My husband and I went out to a movie, went to hear live music at one of the local Austin scenes, and took in a day trip to a nearby town celebrating the lavender farms. We've had fun in this mini-staycation!
I took the grandsons one morning to a local park that features a splash pad, a play ground, a sand box, and more. They ran from one activity to the next while I soaked up the sun and enjoyed their antics.

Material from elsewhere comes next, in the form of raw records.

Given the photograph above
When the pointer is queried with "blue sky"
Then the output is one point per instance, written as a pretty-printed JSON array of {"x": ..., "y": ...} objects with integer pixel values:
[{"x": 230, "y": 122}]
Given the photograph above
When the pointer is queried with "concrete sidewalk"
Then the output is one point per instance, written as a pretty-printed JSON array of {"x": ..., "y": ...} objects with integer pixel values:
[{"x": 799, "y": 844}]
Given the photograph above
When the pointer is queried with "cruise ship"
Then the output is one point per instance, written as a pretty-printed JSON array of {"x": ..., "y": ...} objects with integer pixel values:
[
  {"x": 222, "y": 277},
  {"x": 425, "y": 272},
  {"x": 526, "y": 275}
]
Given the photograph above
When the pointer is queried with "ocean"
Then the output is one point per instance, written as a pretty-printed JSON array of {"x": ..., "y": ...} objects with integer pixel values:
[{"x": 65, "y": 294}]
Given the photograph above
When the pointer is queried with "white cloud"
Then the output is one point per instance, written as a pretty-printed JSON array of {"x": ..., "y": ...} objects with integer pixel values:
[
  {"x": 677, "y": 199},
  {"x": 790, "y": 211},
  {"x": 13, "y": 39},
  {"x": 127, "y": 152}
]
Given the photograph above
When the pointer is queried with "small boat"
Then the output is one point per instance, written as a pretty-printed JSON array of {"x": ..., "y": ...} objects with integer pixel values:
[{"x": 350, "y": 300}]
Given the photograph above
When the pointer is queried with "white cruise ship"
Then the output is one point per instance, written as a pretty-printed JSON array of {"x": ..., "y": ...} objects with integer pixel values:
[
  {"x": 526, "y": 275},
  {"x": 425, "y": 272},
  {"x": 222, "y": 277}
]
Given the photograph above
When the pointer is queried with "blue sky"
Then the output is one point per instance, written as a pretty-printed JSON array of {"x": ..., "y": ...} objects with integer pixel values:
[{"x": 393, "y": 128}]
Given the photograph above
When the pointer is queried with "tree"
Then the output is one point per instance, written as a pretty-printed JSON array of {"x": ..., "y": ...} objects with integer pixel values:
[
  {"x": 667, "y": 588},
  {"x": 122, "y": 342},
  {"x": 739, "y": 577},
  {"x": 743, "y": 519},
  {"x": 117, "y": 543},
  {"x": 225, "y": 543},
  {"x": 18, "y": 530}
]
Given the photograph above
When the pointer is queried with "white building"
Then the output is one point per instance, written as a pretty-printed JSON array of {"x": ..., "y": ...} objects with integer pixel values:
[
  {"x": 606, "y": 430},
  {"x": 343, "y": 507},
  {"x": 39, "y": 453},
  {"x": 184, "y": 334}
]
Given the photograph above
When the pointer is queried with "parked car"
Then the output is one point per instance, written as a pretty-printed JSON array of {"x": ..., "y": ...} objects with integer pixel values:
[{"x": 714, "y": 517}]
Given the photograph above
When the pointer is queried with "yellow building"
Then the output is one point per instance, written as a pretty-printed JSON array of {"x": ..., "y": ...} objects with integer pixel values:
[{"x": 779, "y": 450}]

I finished reading one novel and started another. If you like sentimental stories, with interesting characters, stories of relationships, love, and redemption, then I can recommend novels by Charles Martin. I just finished Unwritten and I loved it! The author wrote this teaser on his blog before Unwritten was published:
-- Of the six million species on the planet, only man makes language. Words. What’s more—in evidence of the Divine—we string these symbols together and then write them down where they take on a life of their own and breathe outside of us. Story is the bandage of the broken. Sutures of the shattered. The tapestry upon which we write our lives. ... Critics cry foul, claiming the tongue is a bloody butcher that blasphemes, slices, slanders, and damns—leaving scars, carnage, the broken and the beaten. Admittedly, story is a double-edged scimitar, but the fault lies not in the word but in the hand that wields the pen.
I've been reading blogs, lurking on Twitter, and reading bits and pieces from the books I've selected for summer PD.
I started delving into Teaching Numeracy: 9 Critical Habits to Ignite Mathematical Thinking this week. The introduction caught my attention because I spent a chunk of my career in elementary school. There, much attention is given to teaching reading strategies to students like fix up strategies, thinking strategies, making connections and more. Authors Pearse and Walton take those ideas and apply them to math.
Yes, the book is written primarily for K-8 teachers. But strategies can often be applied to a wide range of audiences and I want to make connections from the book to my high school class!
The authors share an idea from Richard Allington, well known for his work in reading comprehension, saying "we need to teach students to read beyond their math textbooks and start thinking like mathematicians. Students must have inner conversations with the text and listen to that voice in their heads speaking as they [work]; it allows them to construct meaning." Yes! and Yes!